Ia menilai Indonesia harus terus melakukan reformasi perekonomian lebih lanjut guna menghindari kehilangan pangsa pasar. "Memang porsi kita dari kue manufaktur dunia naik terus, namun negara lain lebih dahsyat juga. Sektor jasa juga sangat berperan dan dipengaruhi kemudahan usaha," ucap Thomas. (Baca juga: 3 Fokus Perbaikan Indikator Kemudahan Berusaha)

 

Perbaiki Sejumlah Indikator

Sementara itu, Menteri Koordinator Bidang Perekonomian Darmin Nasution mengatakan bahwa pemerintah akan fokus memperbaiki sejumlah indikator yang terkait dengan kemudahan berusaha (ease of doing business/EoDB) untuk lebih meningkatkan peringkat Indonesia ke depannya.

 

Menurut Darmin, indikator yang akan difokuskan untuk diperbaiki adalah yang angka peringkatnya masih di atas 100. "EoDB sebenarnya indeks komposit atau gabungan dari berbagai hal. Kalau dilihat menurut kelompok, terdapat 10 bagian terkait aspek penilaian peringkat EoDB. Memang masih ada juga yang masih peringkatnya tidak bagus," ucap Darmin.
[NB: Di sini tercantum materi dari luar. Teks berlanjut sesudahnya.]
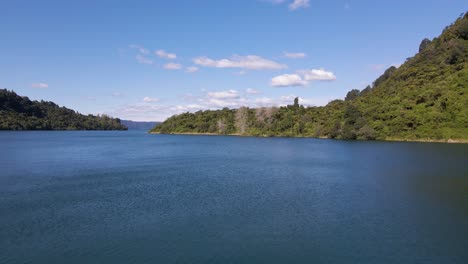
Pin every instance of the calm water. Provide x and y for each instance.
(130, 197)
Indikator tersebut antara lain menyangkut pelaksanaan kontrak (enforcing contracts), memulai usaha (starting a business), pendaftaran properti (registering property), proses pembayaran pajak (paying taxes), perizinan mendirikan bangunan (dealing with construction permits) dan perdagangan lintas batas (trading across borders).

 

"Kalau di perdagangan lintas batas, kami harus bicara dengan 10 entitas yang berfungsi di pelabuhan. Bea dan Cukai akan memperbaiki pengurangan lartas yang masih mungkin akan selesai dalam satu dua bulan ini," tutur Darmin.

 

Perbaikan peringkat untuk indikator memulai usaha yang berada di urutan 144 dilakukan dengan cara mengurangi prosedur perizinan dan penerapan layanan sistem dalam jaringan (online). Untuk sistem pembayaran pajak Indonesia yang berada di peringkat 114, perbaikan dilakukan dengan cara melanjutkan program "e-Filing" dan memperbaiki basis data perpajakan. Sementara, untuk memperbaiki peringkat EoDB 2018 untuk izin mendirikan bangunan yang berada di urutan 108 dilakukan dengan cara simplifikasi prosedur dan memperkuat inspeksi bangunan.

 

Dalam laporan tahunan "Doing Business 2018" yang dirilis oleh Bank Dunia, peringkat kemudahan berusaha Indonesia di 2018 secara keseluruhan naik 19 peringkat menjadi posisi 72 dari 190 negara yang disurvei. Laporan tersebut menginvestigasi regulasi-regulasi di suatu negara yang meningkatkan aktivitas bisnis maupun yang membatasi. Data dalam laporan "Doing Business 2018" berlaku mulai 1 Juni 2017.

 

"Dalam tiga tahun terakhir, Indonesia telah menjadi tempat yang lebih mudah untuk berusaha. Prestasi ini tidak terlepas dari kerja keras semua pihak," ujar Darmin.